The Tall Guy is one of Jeff Goldblum’s best and funniest films. It’s from the pen of Richard Curtis, who went on to write Four Weddings And A Funeral and Notting Hill.

Goldblum plays an American actor in London in his sixth year stooging for an arrogant prick comic (Rowan Atkinson). Deeply depressed, he meets Emma Thompson, an alarmingly practical nurse. This is one of the few films that uses Goldblum’s gangling height and conversational arrhythmia to proper comic effect, and it gives us the first glimpse of Curtis’s obsession, the romantic clash of sensibilities between England and America.

Very funny, especially when Goldblum gets cast in a musical version of The Elephant Man. Watch for director Mel Smith’s cameo in the backstage party.

EXTRAS: English subtitles

Big-screen rating: N/A

iron monkey (1994, Alliance Atlantis), dir. Yuen Woo-Ping w/ Yu Rongguang, Donnie Yen. Rating: NNNN

Discovered by North American audiences through his fight choreography in The Matrix and Crouching Tiger, Hidden Dragon, Yuen Woo-Ping’s extensive career as a director, stunt coordinator and choreographer stretches back through three decades of Hong Kong cinema. Iron Monkey (1993) is the latest to cross the waters, in a tidied up and re-scored version from Miramax. Purists complain about the North American video treatment of HK product, but they do tend to leave the fight sequences alone, and the original score on Iron Monkey wasn’t all that great to begin with.

Iron Monkey is about a Zorro-like figure, by day the kindly Dr. Yang (Yu), by night the dreaded Iron Monkey, scourge of corrupt officials and sweatshop owners. Iron Monkey pretty much has it all if you like jaw-dropping kung fu battles. Highly recommended, and this is an excellent wide-screen transfer.

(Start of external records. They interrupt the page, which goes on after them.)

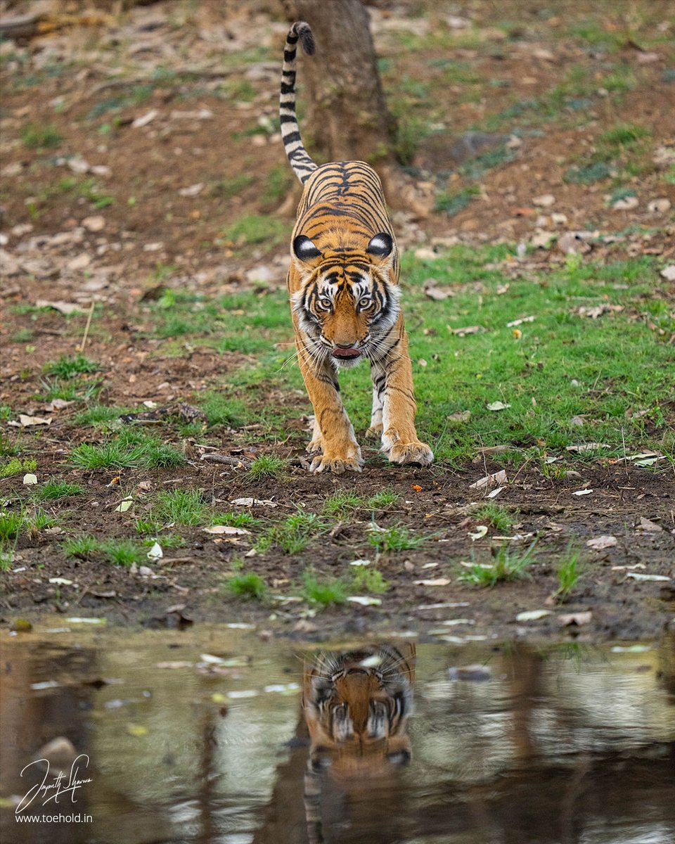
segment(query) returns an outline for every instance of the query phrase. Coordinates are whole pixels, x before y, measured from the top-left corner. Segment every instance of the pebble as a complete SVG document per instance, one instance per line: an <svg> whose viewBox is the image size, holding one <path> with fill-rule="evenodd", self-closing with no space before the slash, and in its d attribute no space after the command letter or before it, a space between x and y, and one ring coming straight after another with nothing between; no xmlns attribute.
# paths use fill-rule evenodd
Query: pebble
<svg viewBox="0 0 675 844"><path fill-rule="evenodd" d="M102 231L105 228L105 219L100 214L94 217L85 217L82 225L88 231Z"/></svg>

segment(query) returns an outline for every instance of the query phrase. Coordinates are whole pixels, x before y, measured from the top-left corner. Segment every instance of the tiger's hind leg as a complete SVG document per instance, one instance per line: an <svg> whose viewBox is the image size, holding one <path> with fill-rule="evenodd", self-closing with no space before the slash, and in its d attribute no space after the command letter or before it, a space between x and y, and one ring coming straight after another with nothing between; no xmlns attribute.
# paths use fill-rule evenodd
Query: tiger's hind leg
<svg viewBox="0 0 675 844"><path fill-rule="evenodd" d="M392 463L428 466L434 452L415 430L417 403L413 393L413 368L402 317L394 327L397 343L381 363L373 365L373 384L381 384L382 451Z"/></svg>

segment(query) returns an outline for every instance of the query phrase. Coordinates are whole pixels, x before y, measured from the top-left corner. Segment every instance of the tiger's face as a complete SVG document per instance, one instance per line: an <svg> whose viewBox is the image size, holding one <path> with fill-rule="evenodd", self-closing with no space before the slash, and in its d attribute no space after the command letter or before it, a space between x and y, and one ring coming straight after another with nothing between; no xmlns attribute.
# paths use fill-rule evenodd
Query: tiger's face
<svg viewBox="0 0 675 844"><path fill-rule="evenodd" d="M409 760L414 648L408 647L408 658L381 646L343 656L322 653L305 667L303 706L315 766L336 760L344 766L363 757L383 764Z"/></svg>
<svg viewBox="0 0 675 844"><path fill-rule="evenodd" d="M391 281L392 236L375 235L365 249L344 246L321 252L300 235L293 255L302 279L292 297L293 310L312 356L349 369L364 358L376 360L386 354L379 341L399 313L399 289Z"/></svg>

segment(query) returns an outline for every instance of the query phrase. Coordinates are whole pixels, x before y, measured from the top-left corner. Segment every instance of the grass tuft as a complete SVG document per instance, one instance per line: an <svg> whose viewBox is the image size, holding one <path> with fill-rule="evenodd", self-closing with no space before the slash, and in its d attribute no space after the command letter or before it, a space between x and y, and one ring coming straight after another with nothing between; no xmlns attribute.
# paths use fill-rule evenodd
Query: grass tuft
<svg viewBox="0 0 675 844"><path fill-rule="evenodd" d="M331 603L344 603L347 600L347 587L339 579L320 581L311 569L305 569L300 577L302 597L309 603L327 607Z"/></svg>
<svg viewBox="0 0 675 844"><path fill-rule="evenodd" d="M489 566L472 565L460 574L458 580L475 586L492 587L500 581L518 580L526 576L526 569L532 562L535 540L524 552L511 552L507 545L502 545L497 552L497 559Z"/></svg>
<svg viewBox="0 0 675 844"><path fill-rule="evenodd" d="M377 549L378 554L381 554L386 551L409 551L413 548L419 548L424 538L415 536L402 525L381 528L373 522L368 528L368 541Z"/></svg>

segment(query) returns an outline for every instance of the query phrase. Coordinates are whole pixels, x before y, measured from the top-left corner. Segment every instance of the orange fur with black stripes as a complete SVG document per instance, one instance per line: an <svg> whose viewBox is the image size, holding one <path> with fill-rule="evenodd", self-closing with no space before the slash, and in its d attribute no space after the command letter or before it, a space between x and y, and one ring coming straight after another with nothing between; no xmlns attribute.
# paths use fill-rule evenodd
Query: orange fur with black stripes
<svg viewBox="0 0 675 844"><path fill-rule="evenodd" d="M302 706L310 766L346 774L410 760L415 646L366 647L318 655L305 664Z"/></svg>
<svg viewBox="0 0 675 844"><path fill-rule="evenodd" d="M369 436L381 439L392 463L426 465L434 455L415 430L398 252L382 187L363 161L318 166L307 154L295 115L299 41L308 55L314 52L307 24L294 24L286 40L279 116L286 154L305 186L288 284L298 361L314 408L310 471L361 471L338 372L363 360L373 381Z"/></svg>

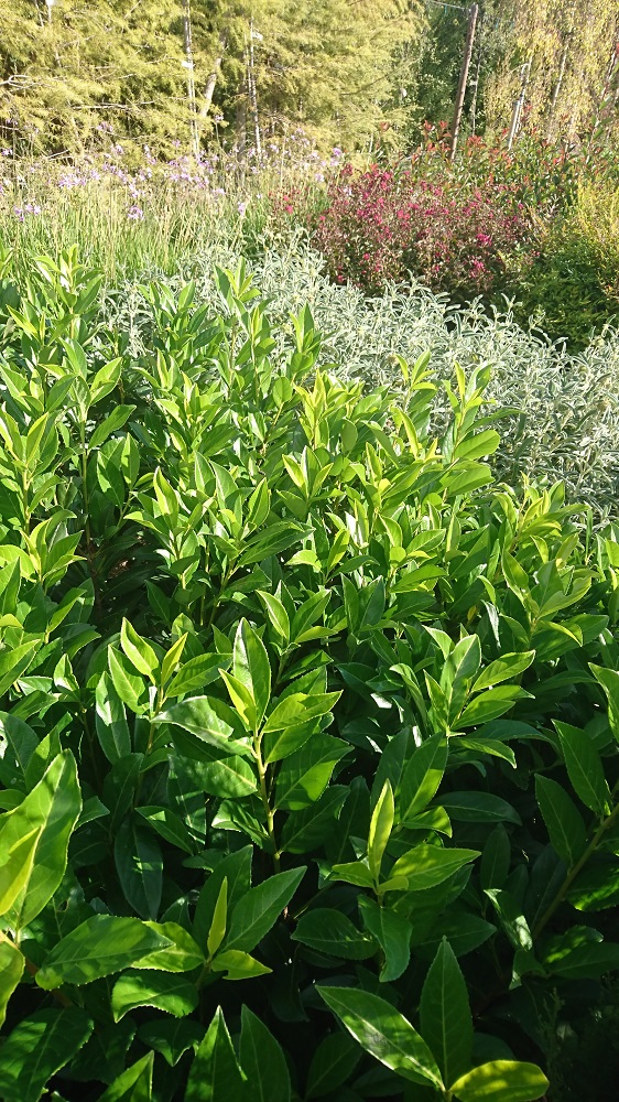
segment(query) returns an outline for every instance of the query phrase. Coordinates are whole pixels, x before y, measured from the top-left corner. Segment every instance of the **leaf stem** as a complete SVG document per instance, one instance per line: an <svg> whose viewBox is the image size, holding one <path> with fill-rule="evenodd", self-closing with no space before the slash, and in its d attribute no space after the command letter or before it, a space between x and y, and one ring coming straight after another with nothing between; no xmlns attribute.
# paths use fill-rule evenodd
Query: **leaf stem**
<svg viewBox="0 0 619 1102"><path fill-rule="evenodd" d="M618 781L618 785L619 785L619 781ZM615 788L617 788L617 787L618 786L616 785ZM613 789L613 792L615 792L615 789ZM558 905L561 903L563 903L563 899L565 898L565 896L566 896L567 892L569 890L572 884L576 879L578 873L584 868L584 866L586 865L586 863L589 860L589 857L595 853L595 851L598 847L600 839L602 838L602 835L605 834L605 832L608 830L608 828L615 822L615 819L617 818L618 814L619 814L619 803L616 803L616 806L612 809L612 811L610 812L610 814L599 824L597 831L595 832L591 841L589 842L589 844L588 844L587 849L585 850L585 852L583 853L582 857L579 857L578 861L576 862L576 864L567 872L567 875L566 875L564 882L563 882L563 884L561 885L561 887L560 887L556 896L554 897L553 901L550 904L549 907L546 907L546 909L545 909L544 914L542 915L542 917L540 918L539 922L536 922L535 926L533 927L533 930L532 930L533 940L535 940L535 938L540 937L542 930L544 929L544 927L547 925L547 922L550 921L550 919L554 915L554 912L555 912L556 908L558 907Z"/></svg>
<svg viewBox="0 0 619 1102"><path fill-rule="evenodd" d="M256 755L256 765L258 767L258 779L260 782L260 799L262 800L262 807L264 808L264 818L267 819L267 830L269 832L269 838L271 840L273 868L275 869L276 873L279 873L280 851L278 850L278 842L275 839L275 813L269 800L269 784L267 779L269 766L264 765L262 760L262 749L260 745L259 735L253 736L253 753Z"/></svg>

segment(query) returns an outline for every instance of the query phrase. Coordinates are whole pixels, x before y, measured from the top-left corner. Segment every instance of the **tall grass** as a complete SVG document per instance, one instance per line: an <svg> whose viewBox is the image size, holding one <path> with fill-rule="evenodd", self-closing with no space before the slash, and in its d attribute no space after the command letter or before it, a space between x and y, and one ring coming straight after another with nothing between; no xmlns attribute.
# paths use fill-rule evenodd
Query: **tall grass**
<svg viewBox="0 0 619 1102"><path fill-rule="evenodd" d="M77 244L82 261L108 282L156 270L172 274L218 241L253 255L264 236L281 237L273 210L287 191L311 196L339 158L325 162L300 137L261 156L232 150L160 162L148 147L113 144L79 163L0 163L0 244L24 273L30 258ZM7 154L9 151L4 151ZM2 175L3 170L3 175Z"/></svg>

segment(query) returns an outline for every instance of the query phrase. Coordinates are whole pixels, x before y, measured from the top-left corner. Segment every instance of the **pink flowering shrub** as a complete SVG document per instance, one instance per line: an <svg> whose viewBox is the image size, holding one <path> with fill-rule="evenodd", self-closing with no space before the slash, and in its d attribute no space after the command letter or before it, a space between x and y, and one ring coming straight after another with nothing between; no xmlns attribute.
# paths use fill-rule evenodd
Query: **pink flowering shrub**
<svg viewBox="0 0 619 1102"><path fill-rule="evenodd" d="M314 218L315 244L337 282L369 291L411 271L434 291L487 294L508 279L510 255L532 239L519 186L419 179L373 165L346 168Z"/></svg>

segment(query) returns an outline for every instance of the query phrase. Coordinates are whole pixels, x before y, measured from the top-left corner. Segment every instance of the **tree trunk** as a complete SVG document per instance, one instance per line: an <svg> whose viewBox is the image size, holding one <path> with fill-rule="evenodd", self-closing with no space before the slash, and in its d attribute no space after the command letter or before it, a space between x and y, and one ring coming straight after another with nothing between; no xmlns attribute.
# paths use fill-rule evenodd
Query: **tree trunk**
<svg viewBox="0 0 619 1102"><path fill-rule="evenodd" d="M185 46L185 61L183 62L183 65L187 71L187 104L189 108L192 152L197 159L199 156L199 133L196 118L196 87L194 83L194 51L192 45L192 13L189 9L189 0L183 0L183 42Z"/></svg>
<svg viewBox="0 0 619 1102"><path fill-rule="evenodd" d="M553 126L553 121L554 121L554 112L556 110L556 105L558 102L558 96L560 96L561 88L562 88L562 85L563 85L563 77L565 76L565 66L567 64L567 54L568 54L568 51L569 51L569 37L567 39L564 47L563 47L563 53L561 55L561 64L558 66L558 76L556 78L556 84L554 86L553 98L551 100L551 109L549 111L549 122L547 122L547 127L546 127L546 141L550 141L551 134L552 134L552 126Z"/></svg>

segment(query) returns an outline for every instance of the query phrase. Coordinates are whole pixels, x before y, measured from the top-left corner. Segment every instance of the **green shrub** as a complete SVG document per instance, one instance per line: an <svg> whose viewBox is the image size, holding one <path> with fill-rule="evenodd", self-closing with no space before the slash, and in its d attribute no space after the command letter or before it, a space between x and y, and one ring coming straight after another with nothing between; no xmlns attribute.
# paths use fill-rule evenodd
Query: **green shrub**
<svg viewBox="0 0 619 1102"><path fill-rule="evenodd" d="M532 316L553 339L583 349L619 314L619 203L616 190L580 187L576 203L550 227L539 225L540 255L524 258L515 315Z"/></svg>
<svg viewBox="0 0 619 1102"><path fill-rule="evenodd" d="M4 278L1 1096L540 1098L619 968L615 532L493 483L487 367L435 439L242 268L139 357Z"/></svg>
<svg viewBox="0 0 619 1102"><path fill-rule="evenodd" d="M177 294L188 279L196 298L217 311L215 264L235 268L238 252L220 242L197 255L182 273L166 277ZM351 285L336 287L324 273L324 261L303 239L273 241L252 262L256 282L269 300L276 355L284 355L293 335L291 310L310 303L316 326L325 334L318 365L339 378L362 378L371 386L402 389L397 349L416 360L428 348L433 380L453 376L456 365L474 371L491 367L485 390L493 403L514 412L503 422L502 439L491 465L499 480L523 487L528 480L552 486L563 480L573 500L590 505L596 527L617 514L619 490L619 342L609 331L587 348L571 355L560 342L525 332L511 312L488 317L479 303L455 310L445 295L415 283L390 284L373 299ZM156 269L151 278L162 279ZM127 281L109 290L104 317L126 331L139 355L150 347L150 314L142 292ZM449 404L441 387L433 404L433 431L441 433Z"/></svg>

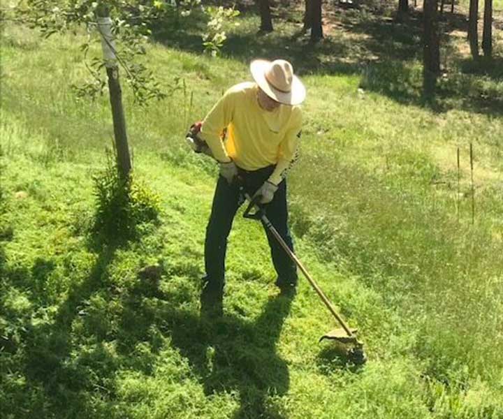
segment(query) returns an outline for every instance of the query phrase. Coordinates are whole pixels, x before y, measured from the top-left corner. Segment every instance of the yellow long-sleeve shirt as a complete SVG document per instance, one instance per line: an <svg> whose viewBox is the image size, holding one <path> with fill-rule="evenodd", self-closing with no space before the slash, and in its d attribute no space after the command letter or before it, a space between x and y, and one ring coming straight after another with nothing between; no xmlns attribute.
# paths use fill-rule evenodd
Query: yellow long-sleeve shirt
<svg viewBox="0 0 503 419"><path fill-rule="evenodd" d="M245 170L275 164L269 181L277 184L295 156L302 111L300 106L286 105L272 111L262 109L257 99L258 89L251 82L229 89L205 118L200 135L219 161L232 159ZM227 135L222 141L224 128Z"/></svg>

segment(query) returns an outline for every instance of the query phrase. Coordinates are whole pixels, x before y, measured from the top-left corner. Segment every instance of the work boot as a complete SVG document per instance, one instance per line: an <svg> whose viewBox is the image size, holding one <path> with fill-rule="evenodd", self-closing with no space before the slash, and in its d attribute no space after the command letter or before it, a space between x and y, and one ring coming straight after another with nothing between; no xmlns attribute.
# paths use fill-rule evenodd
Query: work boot
<svg viewBox="0 0 503 419"><path fill-rule="evenodd" d="M212 286L207 281L203 282L201 294L201 316L210 320L221 317L224 314L223 297L221 289Z"/></svg>
<svg viewBox="0 0 503 419"><path fill-rule="evenodd" d="M292 295L296 292L297 277L290 278L278 277L275 285L279 288L282 294Z"/></svg>

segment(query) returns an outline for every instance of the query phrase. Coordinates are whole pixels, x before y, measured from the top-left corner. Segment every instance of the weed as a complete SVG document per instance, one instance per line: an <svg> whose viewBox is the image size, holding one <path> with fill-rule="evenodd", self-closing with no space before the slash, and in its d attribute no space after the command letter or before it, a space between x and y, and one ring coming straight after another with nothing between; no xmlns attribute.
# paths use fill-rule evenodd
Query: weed
<svg viewBox="0 0 503 419"><path fill-rule="evenodd" d="M94 177L94 231L112 242L134 237L138 227L158 220L160 199L134 174L122 179L110 153L106 168Z"/></svg>

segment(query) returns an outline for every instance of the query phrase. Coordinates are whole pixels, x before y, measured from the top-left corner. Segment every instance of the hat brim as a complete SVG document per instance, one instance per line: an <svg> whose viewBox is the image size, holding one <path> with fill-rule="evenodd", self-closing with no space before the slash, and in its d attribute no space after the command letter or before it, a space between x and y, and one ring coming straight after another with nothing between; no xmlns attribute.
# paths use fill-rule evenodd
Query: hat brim
<svg viewBox="0 0 503 419"><path fill-rule="evenodd" d="M284 105L300 105L306 96L305 87L296 75L292 80L291 90L289 92L275 89L265 78L265 71L271 62L265 59L256 59L250 64L250 71L255 82L270 98Z"/></svg>

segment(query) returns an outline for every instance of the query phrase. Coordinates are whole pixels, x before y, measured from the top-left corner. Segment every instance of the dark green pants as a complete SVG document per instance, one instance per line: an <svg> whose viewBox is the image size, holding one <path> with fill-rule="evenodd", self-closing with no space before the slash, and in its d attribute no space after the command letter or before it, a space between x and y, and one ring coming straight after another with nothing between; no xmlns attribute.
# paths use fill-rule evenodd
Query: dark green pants
<svg viewBox="0 0 503 419"><path fill-rule="evenodd" d="M207 286L214 291L221 291L224 289L227 237L236 212L243 203L240 185L244 186L246 192L253 196L269 178L275 166L268 166L252 172L240 169L242 182L231 184L229 184L221 176L219 177L210 221L206 228L205 241L206 277L204 280L207 282ZM293 251L293 244L288 228L286 181L284 179L278 186L272 200L264 205L264 212L272 226ZM278 279L281 281L296 284L297 270L295 263L265 226L264 228Z"/></svg>

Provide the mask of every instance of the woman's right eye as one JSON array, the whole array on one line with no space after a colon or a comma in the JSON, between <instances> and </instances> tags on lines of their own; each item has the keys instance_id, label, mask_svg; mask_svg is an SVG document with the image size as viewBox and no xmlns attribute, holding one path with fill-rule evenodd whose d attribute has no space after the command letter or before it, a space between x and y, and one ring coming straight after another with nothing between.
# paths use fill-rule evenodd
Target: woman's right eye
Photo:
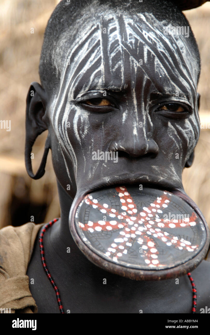
<instances>
[{"instance_id":1,"label":"woman's right eye","mask_svg":"<svg viewBox=\"0 0 210 335\"><path fill-rule=\"evenodd\" d=\"M89 99L88 100L85 100L84 103L91 106L113 106L114 105L112 104L107 99L104 99L103 98L94 98L93 99Z\"/></svg>"}]
</instances>

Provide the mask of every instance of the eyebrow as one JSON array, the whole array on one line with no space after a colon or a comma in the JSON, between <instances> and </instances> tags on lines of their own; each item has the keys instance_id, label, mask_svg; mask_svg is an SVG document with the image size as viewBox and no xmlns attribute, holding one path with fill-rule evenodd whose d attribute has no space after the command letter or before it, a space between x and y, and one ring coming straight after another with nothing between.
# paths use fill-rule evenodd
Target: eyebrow
<instances>
[{"instance_id":1,"label":"eyebrow","mask_svg":"<svg viewBox=\"0 0 210 335\"><path fill-rule=\"evenodd\" d=\"M152 92L150 93L150 100L156 100L160 98L171 98L172 97L182 98L188 100L187 96L186 94L182 92L179 92L179 95L178 96L176 97L174 92L173 93L168 93L165 92Z\"/></svg>"}]
</instances>

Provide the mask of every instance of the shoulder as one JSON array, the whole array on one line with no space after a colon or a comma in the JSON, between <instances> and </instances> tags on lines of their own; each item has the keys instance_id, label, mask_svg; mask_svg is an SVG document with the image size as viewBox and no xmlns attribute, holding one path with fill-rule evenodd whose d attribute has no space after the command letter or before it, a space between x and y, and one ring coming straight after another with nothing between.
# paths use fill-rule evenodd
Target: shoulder
<instances>
[{"instance_id":1,"label":"shoulder","mask_svg":"<svg viewBox=\"0 0 210 335\"><path fill-rule=\"evenodd\" d=\"M0 229L0 271L2 274L3 271L6 273L4 276L25 275L36 238L43 225L30 222Z\"/></svg>"}]
</instances>

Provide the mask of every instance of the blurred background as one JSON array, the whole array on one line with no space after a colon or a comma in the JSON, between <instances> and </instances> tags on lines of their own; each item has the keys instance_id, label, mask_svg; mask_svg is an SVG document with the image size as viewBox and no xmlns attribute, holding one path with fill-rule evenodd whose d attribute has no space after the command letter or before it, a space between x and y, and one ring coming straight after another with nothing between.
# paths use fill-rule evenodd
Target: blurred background
<instances>
[{"instance_id":1,"label":"blurred background","mask_svg":"<svg viewBox=\"0 0 210 335\"><path fill-rule=\"evenodd\" d=\"M0 120L11 120L11 131L0 129L0 228L31 221L47 222L60 214L55 178L49 152L46 173L31 179L24 158L25 98L31 83L40 82L39 58L47 20L59 0L0 0ZM210 127L210 2L186 11L202 62L198 91L201 123ZM31 33L32 28L34 34ZM36 171L47 132L33 147ZM46 134L45 134L46 133ZM185 169L183 184L210 227L210 129L201 130L191 168Z\"/></svg>"}]
</instances>

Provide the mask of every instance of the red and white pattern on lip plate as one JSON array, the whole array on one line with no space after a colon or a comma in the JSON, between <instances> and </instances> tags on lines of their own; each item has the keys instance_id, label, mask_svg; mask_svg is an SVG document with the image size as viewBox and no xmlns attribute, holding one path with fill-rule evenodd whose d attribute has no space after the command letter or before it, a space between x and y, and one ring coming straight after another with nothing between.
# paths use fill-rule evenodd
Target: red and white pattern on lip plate
<instances>
[{"instance_id":1,"label":"red and white pattern on lip plate","mask_svg":"<svg viewBox=\"0 0 210 335\"><path fill-rule=\"evenodd\" d=\"M158 260L159 253L153 242L153 238L161 240L166 246L171 246L180 250L189 252L194 251L198 246L192 246L191 243L183 239L179 239L175 235L172 237L162 228L176 228L191 226L196 225L196 215L193 212L190 218L183 220L163 220L160 217L162 213L162 209L168 207L170 198L167 196L167 193L164 191L161 196L157 197L156 200L148 207L143 207L143 211L137 213L137 206L126 188L121 186L115 188L118 193L122 204L121 209L124 211L119 213L118 211L109 206L107 204L103 205L99 203L96 199L94 199L90 194L84 198L86 203L91 205L102 213L108 215L109 221L99 220L96 222L89 221L84 224L79 222L79 225L83 230L88 230L90 233L95 231L120 229L118 237L115 238L113 243L108 248L105 255L113 261L117 262L118 259L126 254L129 248L132 247L135 241L142 246L145 261L151 267L163 266ZM151 219L154 215L156 218ZM118 222L117 218L120 220ZM151 239L152 238L152 239ZM152 240L152 239L153 241Z\"/></svg>"}]
</instances>

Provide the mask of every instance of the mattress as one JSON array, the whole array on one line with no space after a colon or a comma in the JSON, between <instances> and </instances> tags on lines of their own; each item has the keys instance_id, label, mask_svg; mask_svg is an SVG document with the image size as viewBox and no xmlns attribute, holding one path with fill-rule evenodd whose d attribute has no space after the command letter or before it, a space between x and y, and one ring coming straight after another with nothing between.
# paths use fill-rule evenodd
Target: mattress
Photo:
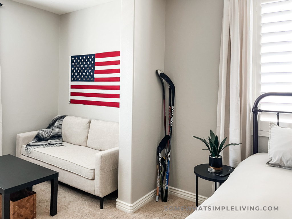
<instances>
[{"instance_id":1,"label":"mattress","mask_svg":"<svg viewBox=\"0 0 292 219\"><path fill-rule=\"evenodd\" d=\"M267 166L268 160L262 153L242 161L187 218L292 218L292 170Z\"/></svg>"}]
</instances>

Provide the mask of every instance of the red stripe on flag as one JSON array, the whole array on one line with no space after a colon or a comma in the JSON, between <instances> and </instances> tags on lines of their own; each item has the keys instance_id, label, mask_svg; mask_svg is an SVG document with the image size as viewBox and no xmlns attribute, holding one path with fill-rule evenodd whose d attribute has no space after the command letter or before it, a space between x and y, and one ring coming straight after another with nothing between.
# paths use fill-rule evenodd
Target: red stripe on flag
<instances>
[{"instance_id":1,"label":"red stripe on flag","mask_svg":"<svg viewBox=\"0 0 292 219\"><path fill-rule=\"evenodd\" d=\"M112 107L119 108L120 103L114 102L102 102L100 101L82 100L71 100L70 103L83 105L91 105L94 106L102 106L105 107Z\"/></svg>"},{"instance_id":2,"label":"red stripe on flag","mask_svg":"<svg viewBox=\"0 0 292 219\"><path fill-rule=\"evenodd\" d=\"M95 81L119 81L119 77L116 78L95 78Z\"/></svg>"},{"instance_id":3,"label":"red stripe on flag","mask_svg":"<svg viewBox=\"0 0 292 219\"><path fill-rule=\"evenodd\" d=\"M96 62L95 63L95 66L100 66L102 65L115 65L119 64L119 60L109 61L107 62Z\"/></svg>"},{"instance_id":4,"label":"red stripe on flag","mask_svg":"<svg viewBox=\"0 0 292 219\"><path fill-rule=\"evenodd\" d=\"M102 97L104 98L119 98L120 95L114 93L82 93L71 92L71 96L90 97Z\"/></svg>"},{"instance_id":5,"label":"red stripe on flag","mask_svg":"<svg viewBox=\"0 0 292 219\"><path fill-rule=\"evenodd\" d=\"M71 85L72 89L119 90L119 85Z\"/></svg>"},{"instance_id":6,"label":"red stripe on flag","mask_svg":"<svg viewBox=\"0 0 292 219\"><path fill-rule=\"evenodd\" d=\"M107 58L108 57L114 57L120 56L120 51L116 52L107 52L106 53L97 53L95 54L95 58Z\"/></svg>"},{"instance_id":7,"label":"red stripe on flag","mask_svg":"<svg viewBox=\"0 0 292 219\"><path fill-rule=\"evenodd\" d=\"M95 74L112 74L120 73L120 69L106 69L103 70L95 70Z\"/></svg>"}]
</instances>

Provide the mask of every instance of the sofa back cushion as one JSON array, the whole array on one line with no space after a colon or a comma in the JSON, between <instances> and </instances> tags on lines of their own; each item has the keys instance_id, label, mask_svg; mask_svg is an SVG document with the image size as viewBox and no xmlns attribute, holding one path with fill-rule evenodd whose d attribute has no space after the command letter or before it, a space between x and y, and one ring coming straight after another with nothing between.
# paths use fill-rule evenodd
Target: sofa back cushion
<instances>
[{"instance_id":1,"label":"sofa back cushion","mask_svg":"<svg viewBox=\"0 0 292 219\"><path fill-rule=\"evenodd\" d=\"M87 147L100 151L119 147L119 133L118 123L92 119Z\"/></svg>"},{"instance_id":2,"label":"sofa back cushion","mask_svg":"<svg viewBox=\"0 0 292 219\"><path fill-rule=\"evenodd\" d=\"M67 116L63 120L63 141L81 146L87 146L89 119Z\"/></svg>"}]
</instances>

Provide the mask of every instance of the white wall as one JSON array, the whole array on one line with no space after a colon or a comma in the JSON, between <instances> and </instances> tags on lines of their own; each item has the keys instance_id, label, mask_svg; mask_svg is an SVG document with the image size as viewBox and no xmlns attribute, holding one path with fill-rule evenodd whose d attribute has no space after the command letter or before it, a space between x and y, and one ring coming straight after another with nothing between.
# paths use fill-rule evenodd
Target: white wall
<instances>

EXTRAS: Interviews with Quentin Tarantino and Donnie Yen, English and Cantonese versions, English subtitles.

Big-screen rating: NNNN (JH)

star trek: the next generation season one (2002, Paramount), dir. various w/ Patrick Stewart, Jonathan Frakes. Rating: NN

The dark secret of Star Trek: The Next Generation is here revealed: the first season was pretty bad. The last season was bad, but in a loopy, “we’ve totally run out of things to do with these characters” way, leading to insanity like the Worf/Troi coupling.

Season One is Trek Classic bad, boldly going to the far reaches of the galaxy to spout liberal pieties. You get visible matte paintings, Wesley Crusher subplots, Patrick Stewart and Brent Spiner competing for the title of Best Elocution This Side of the Neutral Zone.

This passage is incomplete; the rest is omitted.